I did an hdc row for #2 and dc’s for row 3, decreasing when it seemed like the stitches would be bunched up or too close together. This seemed better to me than trying to do some fancy math on a shape that was not really a true oval. It worked out well. For the third row, I did a 3dc cluster every third stitch on the sides and every 4th stitch on the corners. After that, it seemed like I could just slip stitch it closed, which is what I did. I thought it turned out great!


Yarnthreads Almost FUBAR

Well, not exactly but almost? I think it happened when I changed hosts and my sql file became corrupted last June, and I hadn’t realized it. Well, I hadn’t been keeping up with my projects on this site and finally got the energy to move it which was economically better. I didn’t check all aspects of the site and unknown to me the site was going downhill fast.


First I had trouble logging in, then it turned into a redirection loop. I couldn’t get into the backend. Research told me I might need to repair my database tables. so I went into phpmyadmin and repaired. Wow, I got in, so happy! But little did I know that was just the tip of the iceberg. I couldn’t post new pages or posts. I looked at the error log and it kept repeating that I had duplicate primary key errors in different tables of the database. I researched and worked on it about a day and tried all suggestions; nothing worked for me.


I had a feeling the database errors were expansive, and with my lack of knowledge on how to fix databases, I figured I’d better do a whole database refresh. I found a plugin that replaces a database with fresh tables but keeps your user ID so you can get back in. So I backed up my posts ans pages and installed the plugin. I ran it and gee, Wordfence blocked me from doing it! So I uninstalled Wordfence and tried again. It still blocked me. I remembered that there were a bunch of tables in the database that were Wordfence related, so I went in and dropped all those tables. I thought “gee, now it should work” -NOT. I went into the site files via FTP and there was no plugin folder– where the heck was Wordfence still operating from?? After another session of research, I found a plugin that removes ALL of Wordfence “stuff”. I ran it and it worked, I got my ability to post back!

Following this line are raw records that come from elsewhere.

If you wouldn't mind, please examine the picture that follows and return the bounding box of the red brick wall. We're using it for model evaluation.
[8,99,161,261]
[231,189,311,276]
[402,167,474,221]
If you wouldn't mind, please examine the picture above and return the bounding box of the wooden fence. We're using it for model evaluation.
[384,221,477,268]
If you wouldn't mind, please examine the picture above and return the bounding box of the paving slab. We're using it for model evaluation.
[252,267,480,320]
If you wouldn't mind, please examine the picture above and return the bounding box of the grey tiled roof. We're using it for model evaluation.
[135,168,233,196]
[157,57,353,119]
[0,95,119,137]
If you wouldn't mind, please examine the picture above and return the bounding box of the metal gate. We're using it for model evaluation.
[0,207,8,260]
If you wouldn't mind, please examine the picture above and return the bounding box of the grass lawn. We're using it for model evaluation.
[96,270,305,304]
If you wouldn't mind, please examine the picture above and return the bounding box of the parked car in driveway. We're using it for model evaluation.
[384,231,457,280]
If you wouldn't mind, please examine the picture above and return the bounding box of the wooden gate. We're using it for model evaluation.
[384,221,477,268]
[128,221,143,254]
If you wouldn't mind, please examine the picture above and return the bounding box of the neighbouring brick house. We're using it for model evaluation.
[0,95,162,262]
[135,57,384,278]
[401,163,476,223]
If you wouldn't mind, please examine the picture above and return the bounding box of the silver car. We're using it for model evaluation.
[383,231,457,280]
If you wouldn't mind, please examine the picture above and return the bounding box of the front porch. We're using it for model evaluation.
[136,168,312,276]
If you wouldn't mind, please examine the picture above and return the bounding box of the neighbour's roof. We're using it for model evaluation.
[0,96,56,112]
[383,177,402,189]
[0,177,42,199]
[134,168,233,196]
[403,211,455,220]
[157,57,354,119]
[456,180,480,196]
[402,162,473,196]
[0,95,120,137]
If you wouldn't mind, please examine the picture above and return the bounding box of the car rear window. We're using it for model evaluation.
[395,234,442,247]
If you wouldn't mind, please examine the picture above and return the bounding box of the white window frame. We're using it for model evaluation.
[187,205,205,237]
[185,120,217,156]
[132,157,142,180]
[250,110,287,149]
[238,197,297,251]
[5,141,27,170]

Then I imported my pages and posts, but some were messed up or missing altogether, including media. So I spent today getting all existing posts and pages back up to pre-catastrophe. NOW to get back to what I had intended to do- create all the projects I’ve completed since I dropped the ball a year ago. Oh, and I’ve decided not to try to make money on this site, it’s just for me. Now I can write whatever I want!


I have recently realized how much I love texture, especially in needlework and fabrics. Like most things in life, however, texture must be done thoughtfully in reasonable amounts. A little texture here and there goes a long way, and stands out to the eye.

Some of my favorite texture types:

Stainless Steel Knitting Needles

Ok, I’m not a newbie, so how come I have not heard of stainless steel needles until now? I guess I have not ventured out of my little world. I have used wooden needles for “slippery” yarns and nickel or aluminum for “sticky” yarns in the past.

Stainless steel just sounds good. They’re strong yet light, and very smooth, great for speed knitters. I have also heard that if you tend to knit too tightly, these needles can make a looser stitch in your project. And unlike nickel or aluminum, stainless steel is less likely to scratch or dent.

Here is the set I ordered on Amazon. This is a fantastic price for a whole set! I’ll post an update when I use them in a project. I’ll probably get some of these circular ones too.


Purpose of This Blog

I am writing this blog to hold myself responsible for the many projects I start and seem to never finish. At one time, every one of them was so important, so exciting that I just had to knit, crochet, spin or weave them. I have a voluminous yarn stash that takes over closet and attic space. I have spinning wheels, looms, knitting needles, crochet hooks and all kinds of accessories. My problem is I like it all, and when I see a new pattern or yarn, I pick it up like a crow picks up shiny or interesting things.

Finishing things is my problem. This blog can possibly help me (if I don’t leave the blog unfinished!).

I hope to share stories with others and maybe learn things and teach things.